8. A cluster head node selection apparatus, comprising:

the receiving unit is used for receiving the residual energy sent by each node;

the judging unit is used for judging whether each node meets a preset cluster head competition condition or not according to the residual energy;

a data obtaining unit, configured to obtain relevant data of the node when the node satisfies a cluster head competition condition; the relevant data includes: centrality, historical duration of acting as a cluster head;

and the selecting unit is used for selecting an optimal node as a cluster head node according to the relevant data and the residual energy of each node.

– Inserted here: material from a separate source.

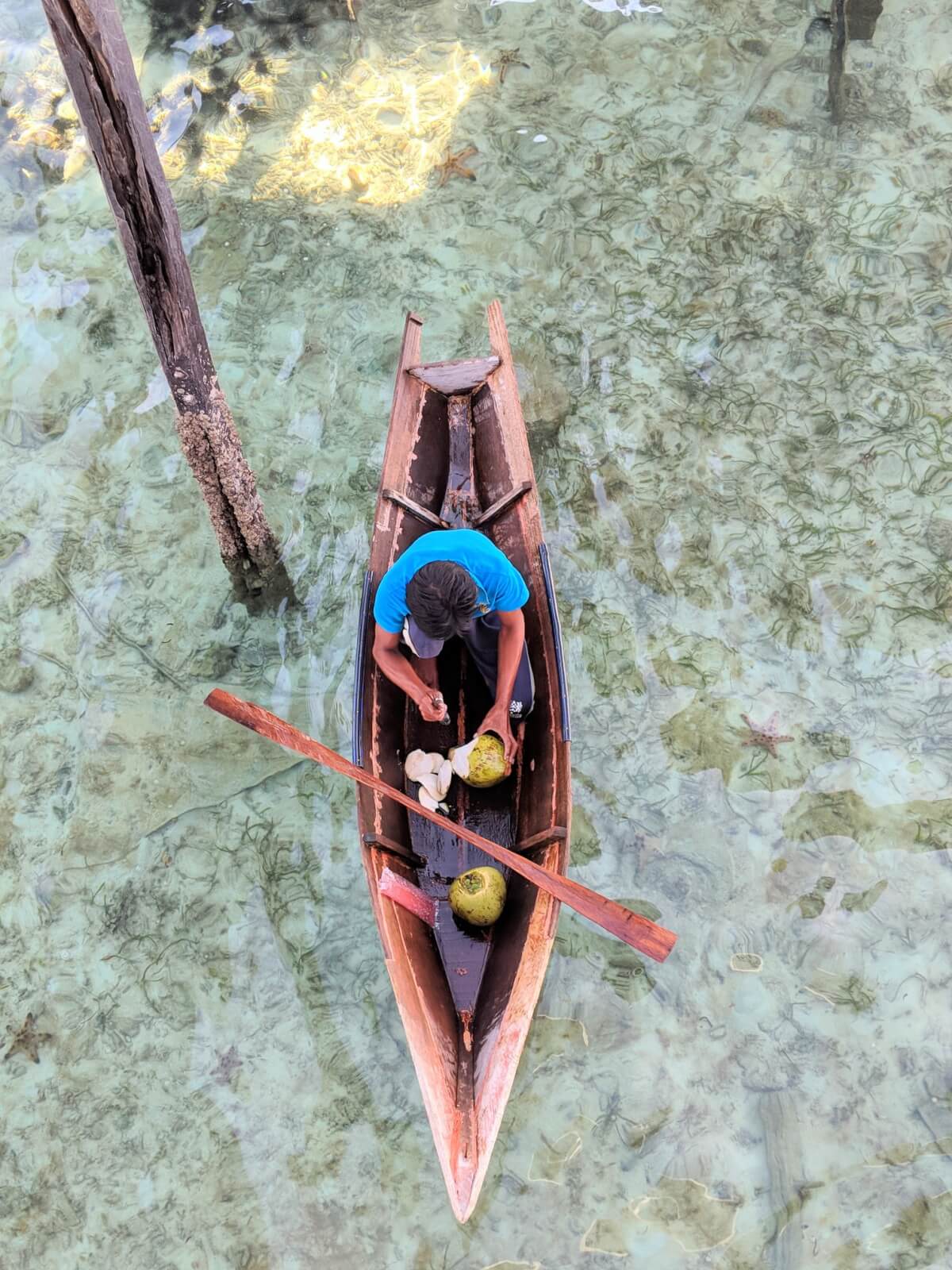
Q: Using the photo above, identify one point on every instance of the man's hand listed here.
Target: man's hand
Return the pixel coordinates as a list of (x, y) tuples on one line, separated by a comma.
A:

9. The node clustering device according to claim 8, wherein the judging unit comprises:

the first calculation module is used for calculating an energy benefit value P of each node according to a first formula and the residual energy of each node;

and the judging module is used for judging whether the energy benefit value of each node is greater than a preset value or not, and if so, the nodes meet cluster head competition conditions.

10. The node clustering apparatus according to claim 8, wherein the selecting unit comprises:

the second calculation module is used for calculating the weight W of each node according to a second formula;

a cluster head determining module, configured to select the node with the smallest weight as a cluster head node;

wherein the second formula comprises:

wherein, W (V)_i) Represents a node V_iCentral degree of (d), dg (V)_i) Represents a node V_iCentrality of, T (V)_i) Represents a node V_iA historical length of time to assume a cluster head; t is_thrRepresenting the total time of operation of the network, P (V)_i) Represents a node V_iα + β + γ being 1.